Sunday 16 August 2009

The (very) basics of Haskell

(just some notes as I plunder online tutorials to get the information I want on the most basic parts of Haskell).

Haskell's REPL is the ghci tool. It works in a similar manner to Clojure's. The "Prelude" prefix indicates the module that we are currently in (similar to the namespace idea in Clojure). Prelude is the standard Haskell library consisting of standard definitions for various types and functions.

:? (or :help) gives help on the available commands in the REPL. The most useful I've found so far are:

  • :quit - exit a GHCI session
  • :info - tells you about a specific type

    Prelude> :info True
    data Bool = ... | True -- Defined in GHC.Bool

  • :type - gives you the type of the supplied type

    Prelude> :type 1 + 2
    1 + 2 :: (Num t) => t



Haskell uses infix (compared to Lisp's prefix) notation (though you can enclose an operator with parenthesis and make it prefix (e.g. (+) 1 1 is 2). A type is named with an initial capital letter, for example Boolean values use True and False. C style &&, == and || operators are used and do exactly what you'd expect! != is written /=.

The list data structure in Haskell is created using square brackets ([]). The biggest difference between this and Lisp lists is that the items in the list must be of the same type. For example, lists of numbers are fine but mixing numbers and characters is forbidden (tuples are the solution to this).


Prelude> :type [1,2]
[1,2] :: (Num t) => [t]

Prelude> :type [1,2.0]
[1,2.0] :: (Fractional t) => [t]

Prelude> :type [1.0,2.0]
[1.0,2.0] :: (Fractional t) => [t]

Prelude> :type [1,"a"]
:1:1:
No instance for (Num [Char])
arising from the literal `1' at :1:1


head and tail can be used to get (as you'd expect) the first and rest of the list (car / cdr) (head [1,2,3] ==> 1, tail [1,2,3] ==> [2,3]). Performing head/tail on an empty list raises an exception. ++ is for appending lists together ([1,2,3] ++ [4,5,6] ==> [1,2,3,4,5,6]). The number of items in a list can be determined using length. A range of numbers can be created with the .. notation (e.g. [1..5] ==> [1,2,3,4,5]). If the first two elements are provided then this gives the "step" for the range (e.g. [1,3..10] ==> [1,3,5,7,9]).

To define functions within GHCI, use let to introduce a name.


Prelude> let myadd x y = x + y
Prelude> myadd 7 14
21


This doesn't scale very nicely (you have to use :{ and :} directives in order to have a multiple line function), so the preferred way is to put it in a file and use :load to bring it in. Note that the function is compiled as it is loaded.

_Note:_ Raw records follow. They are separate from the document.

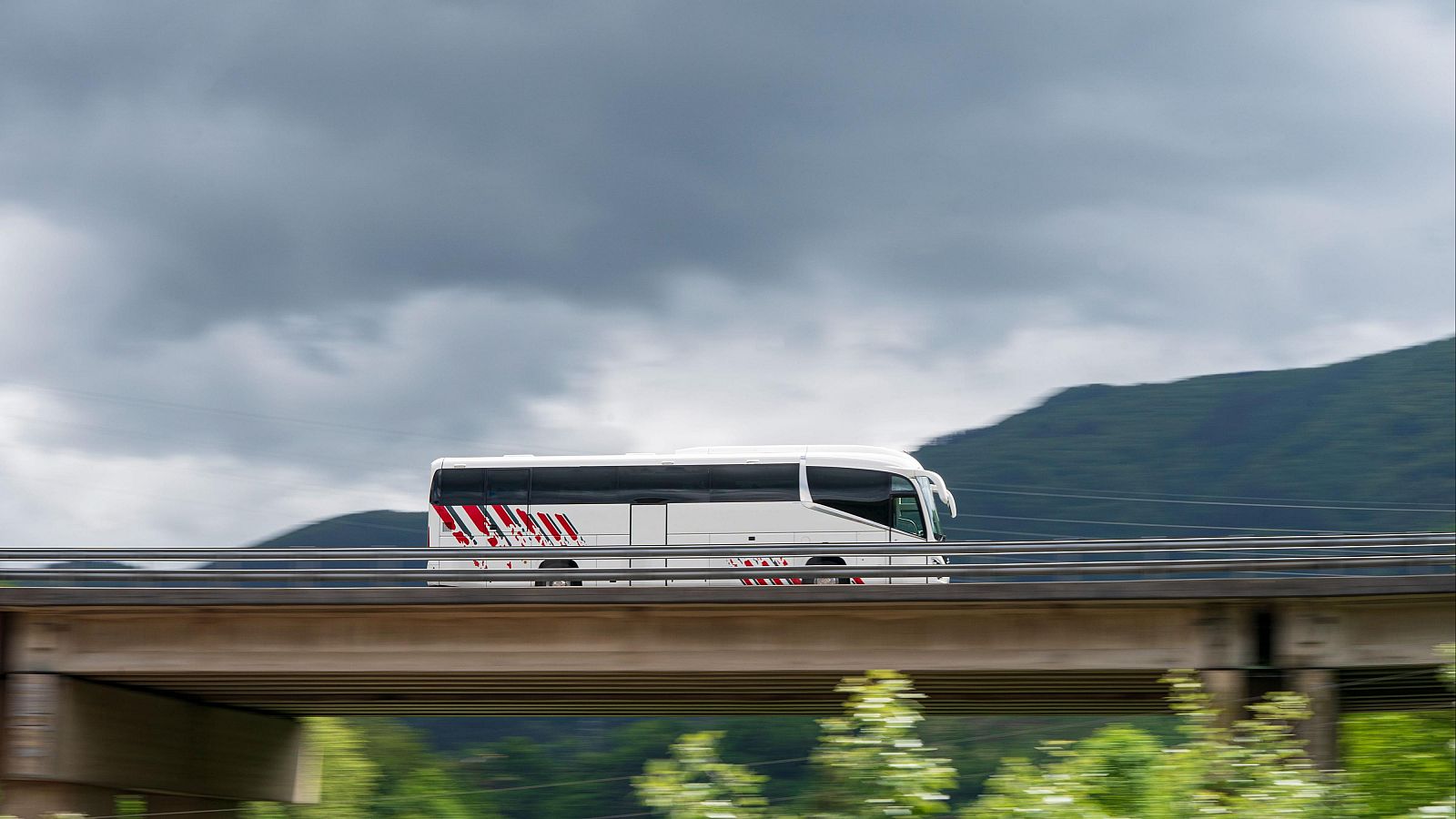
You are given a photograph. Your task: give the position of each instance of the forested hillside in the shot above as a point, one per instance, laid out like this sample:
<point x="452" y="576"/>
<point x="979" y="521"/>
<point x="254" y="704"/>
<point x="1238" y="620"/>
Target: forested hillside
<point x="1359" y="446"/>
<point x="1366" y="445"/>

Another key feature of Haskell is pattern matching. Multiple function definitions can be written and the body is executed for the pattern that it matches. For example, we can define our own length function as:


mylength [] = 0
mylength (x:xs) = 1 + mylength xs


This is a recursive function, so what happens to the stack? Running mylength [1..10000000000] results in a stack overflow, why's that? This is because of laziness and is covered in detail here. The problem is that because Haskell is a lazy language the computation is only evaluated when needed, this builds up a giant "thunk" (pending computations) for all the items in the list which in turn requires them to all be in memory. Laziness is hard to reason about - practise will make perfect.

List comprehensions provide a way for a list to be generated from a series of functions. In the example below <- is a generator function meaning use one of these values to substitute in for each value.


Prelude> [(x,y) | x <- [1,2,3], y <- [4,5,6]]
[(1,4),(1,5),(1,6),(2,4),(2,5),(2,6),(3,4),(3,5),(3,6)]


List comprehensions are evaluated left to right, so in the example above x is fixed until all values of y have been exhausted. Hence don't make y an infinite range otherwise it'll never get to the next value of x...

Next on the list, exploring the basics of types!